3. Key Inspection Focus Areas
- Fat finger errors
- Firms need to be aware of the potentially serious consequences of ‘fat finger’ errors. Large trading errors can quickly have a serious economic impact on the capital position of firms.
- Electronic Trading Controls
- Electronic Trading Guidelines were introduced on 1 January 2014 to impose pre-trade vetting and post-trade monitoring and to regulate the internet trading environment. Specifically, the SFC issued a circular on 27 January 2014 on Internet Trading and Reducing Internet Hacking Risks.
- Anti-Money laundering
- There is a concern that, at present, the identification and reporting of suspicious transactions to the JFIU and other relevant bodies in this sector is lower than it should be.
- Supervision and Controls
- Senior management has the responsibility to ensure that the right systems are in place to facilitate compliance, and to foster open internal communication.
- Compliance departments are expected to ensure that the business complies with regulatory requirements.
- Control thresholds should be set at a reasonable level and should result in action when breached.
- Where a firm incurs a significant loss, follow up investigations and action is expected.
- Intermediaries will be supervised by the SFC through on-site inspection (e.g. routine inspection at firms) and off-site monitoring (e.g. discussions with market participants and overseas regulators).
4. Specific Focus Points
- Client facilitation: There is often a lack of adequate controls in place to avoid conflict of interest (e.g. head traders having access to client information) and lack of client consent transaction by transaction.

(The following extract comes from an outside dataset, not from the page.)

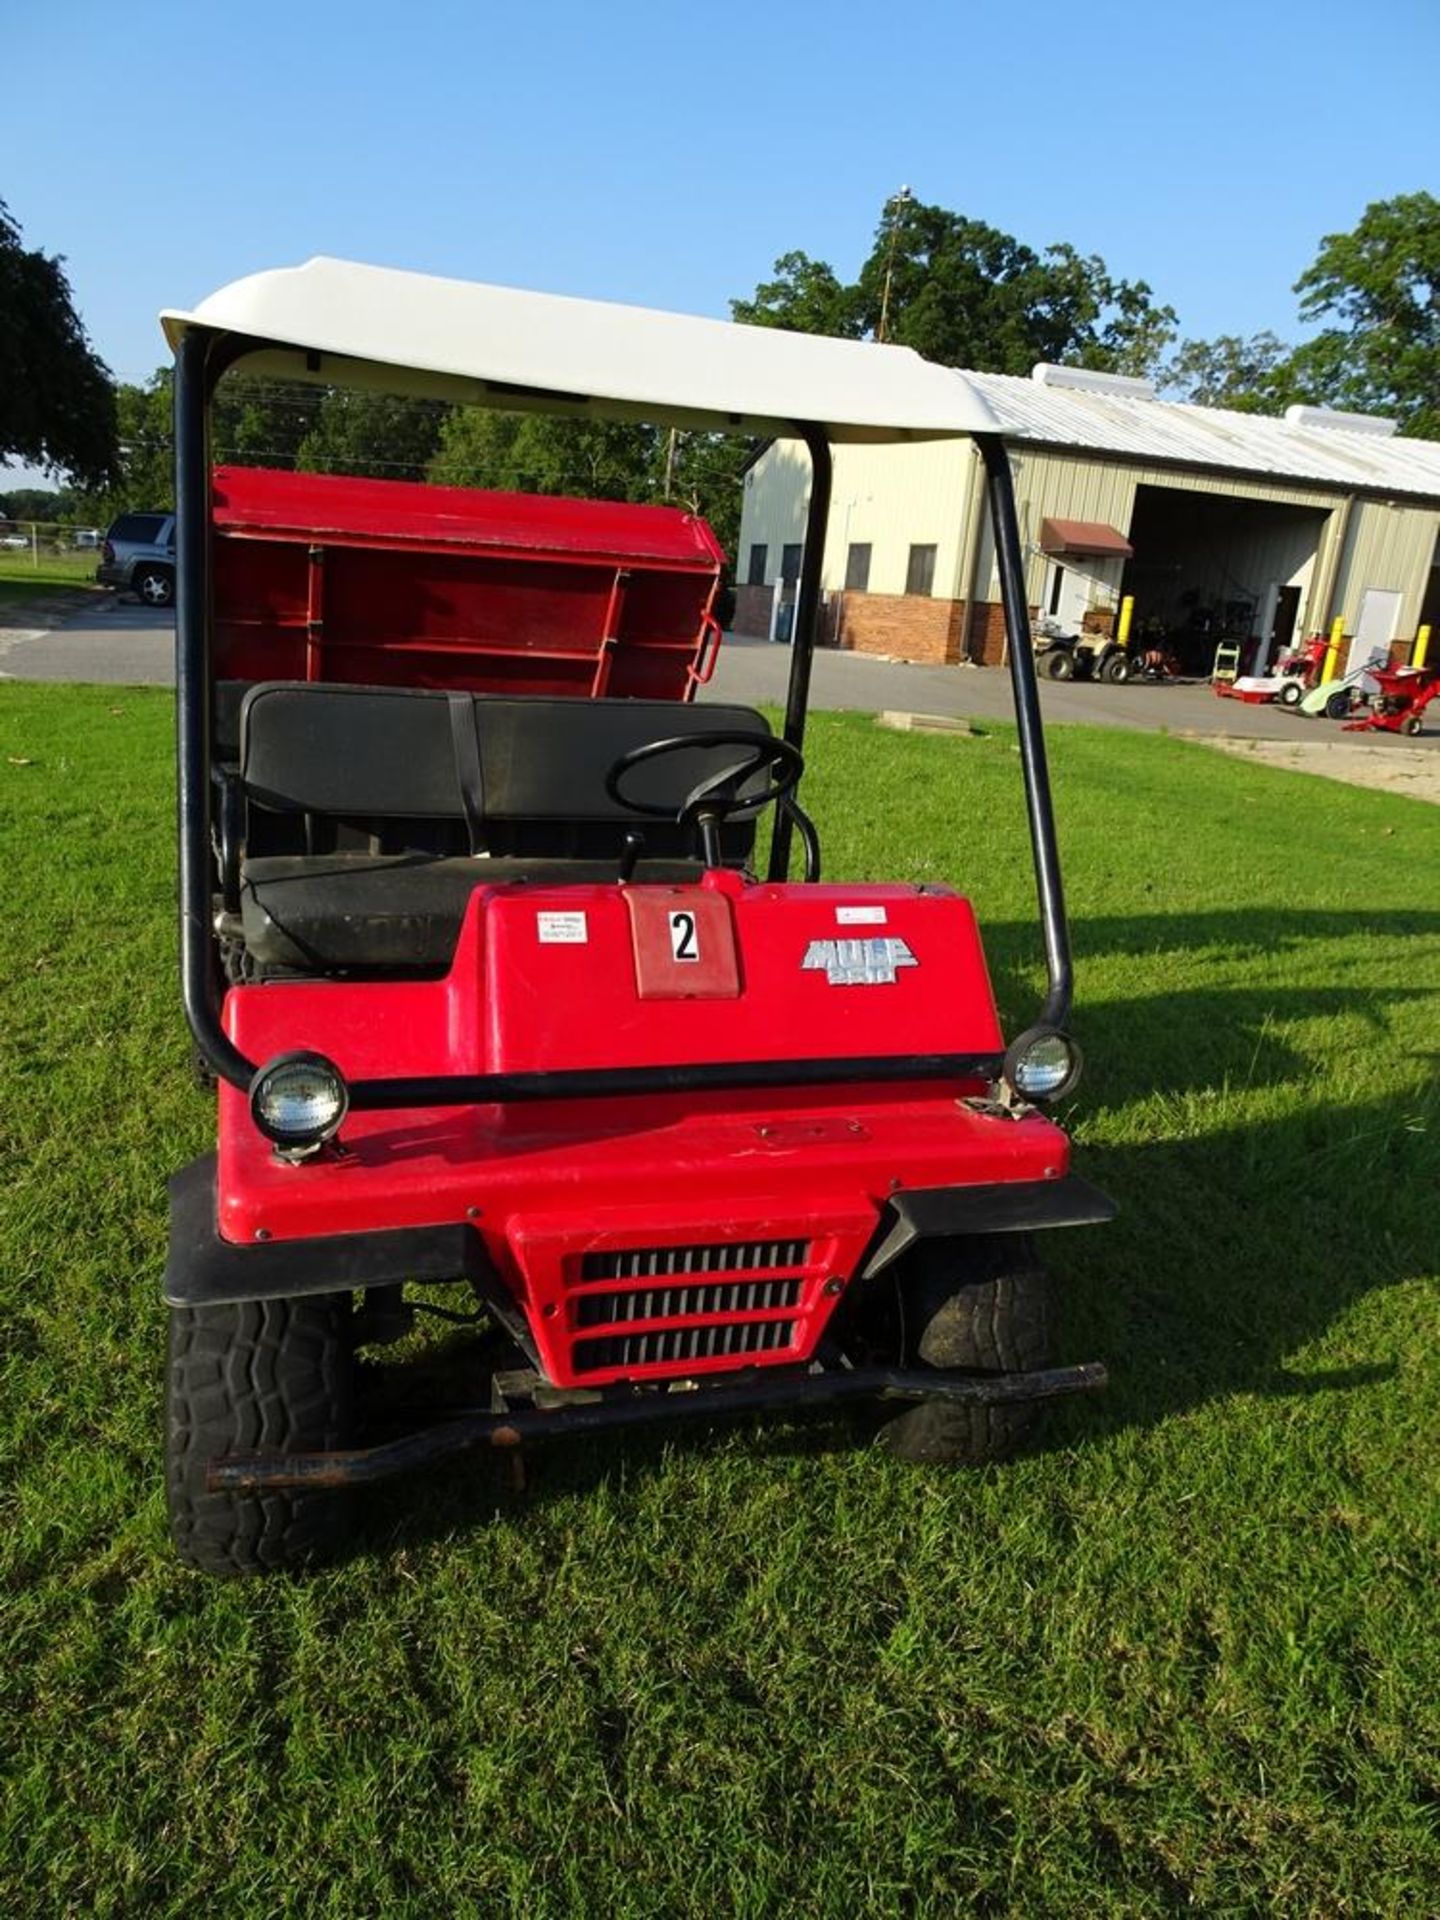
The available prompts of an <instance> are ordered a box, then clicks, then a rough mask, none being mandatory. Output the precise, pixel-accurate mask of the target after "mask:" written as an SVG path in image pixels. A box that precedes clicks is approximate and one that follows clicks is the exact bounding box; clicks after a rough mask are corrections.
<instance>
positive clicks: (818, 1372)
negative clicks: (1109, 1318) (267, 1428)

- Short-selling: There is a need for firms to ensure documentary assurance is obtained prior to the execution of trades.
- Stock borrowing and lending: Weaknesses identified include a lack of adequate controls to prevent over-lending, inconsistent application of firm-wide policies and procedures and a failure to account for pay-to-hold requests.
- Cancel and amend transactions: Common problems include lack of specific controls, insufficient analytical reporting, and insufficient follow up of exceptional cancel and amend transactions.
- Dark pool operations: Typical failures include a lack of proper safeguards against information leakage, ineffective control over client on-boarding to dark pools, failure to handle client orders fairly, improper incident management (need to escalate to senior management to take corrective action to avoid the same mistakes in the future).